Studies On The AFLP Marker Of The Leaf Color Gene Of Burley Cultivar And Genetic Diversity Of Tobacco Germplasm Resources

Tobacco(Nicotiana spp.) is an important economic crop and has been cultivated by man for thousands of years in many countries.Since its introdution in Ming Dynasty,tobacco has been cultivated in China for more than four hundred years and has produced plentiful germplsms.With the development of tobacco production,more and more germplsms have been introduced into our country in recent years.And now we have held 4042 tobacco accessions. The study of the genetic diversity of tobacco will promote the collection, conservation, identification, innovation and utilization of the tobacco germplasm resource.AFLP is a DNA molecular marker technique with high efficiency, stability and accuracy.

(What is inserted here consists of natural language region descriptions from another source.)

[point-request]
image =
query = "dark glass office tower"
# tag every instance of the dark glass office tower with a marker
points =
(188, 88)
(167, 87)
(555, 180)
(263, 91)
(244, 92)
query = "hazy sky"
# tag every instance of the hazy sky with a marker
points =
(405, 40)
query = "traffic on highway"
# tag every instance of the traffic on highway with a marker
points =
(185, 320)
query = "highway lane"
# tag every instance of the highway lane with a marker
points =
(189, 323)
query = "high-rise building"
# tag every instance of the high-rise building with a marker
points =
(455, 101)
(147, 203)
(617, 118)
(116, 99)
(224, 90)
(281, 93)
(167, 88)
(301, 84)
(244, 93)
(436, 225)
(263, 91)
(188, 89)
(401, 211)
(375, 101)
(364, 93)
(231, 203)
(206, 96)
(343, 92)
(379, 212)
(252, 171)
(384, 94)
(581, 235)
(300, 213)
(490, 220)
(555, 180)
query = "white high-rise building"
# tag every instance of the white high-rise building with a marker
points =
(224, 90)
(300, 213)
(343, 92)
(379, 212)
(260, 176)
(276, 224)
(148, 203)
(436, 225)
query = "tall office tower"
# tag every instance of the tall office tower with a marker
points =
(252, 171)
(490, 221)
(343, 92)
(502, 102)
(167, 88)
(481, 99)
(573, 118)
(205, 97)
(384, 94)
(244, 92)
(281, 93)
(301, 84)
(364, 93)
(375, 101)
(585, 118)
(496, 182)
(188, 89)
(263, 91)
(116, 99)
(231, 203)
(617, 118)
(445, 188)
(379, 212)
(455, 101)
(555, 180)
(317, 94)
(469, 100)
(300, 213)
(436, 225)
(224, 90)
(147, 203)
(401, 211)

It has been widely used in genetic diversity analysis, classification, cultivar identification, genetic mapping, breeding, location of target gene, molecular marker-assisted selection(MAS) in animals and plants. Using this technique,we have studied the marker linked to the the leaf color gene of burley cultivar and genetic diversity of tobacco germplasm.The main results as following:1. The genomic DNA of tobacco was extracted by SDS method and CTAB method respectively and we found that the genomic DNA of tobacco extracted by the CTAB method was good enough for the analysis of AFLP.2. After systematically study on the main factors involved,an AFLP silver-staining analysis system suitable for tobacco genomic DNA was established. The restriction-ligase reaction was accomplished in one step at 37℃for about 6-8h. E+A/M+C primers were used in the pre-amplification reaction.The pre-amplified products were diluted 20 times with 1×TE and used for selective amplification. E+3/M+3 primers were used in the selective amplification and each sample was denatured by adding 7μl Loading buffer and heated up at 95℃for 5 min,then cooled on ice immediately after the selective amplification. The PCR reaction produts are analysed on 6% denatural acrylamide gels and then stained by silver.3.One back cross population was constructed from a burley cultivar L8 and a normally green cultivar Dabaijin599.One marker E-CAA/M-GGC TY260 tightly linked to the leaf color gene of burley cultivar was identified.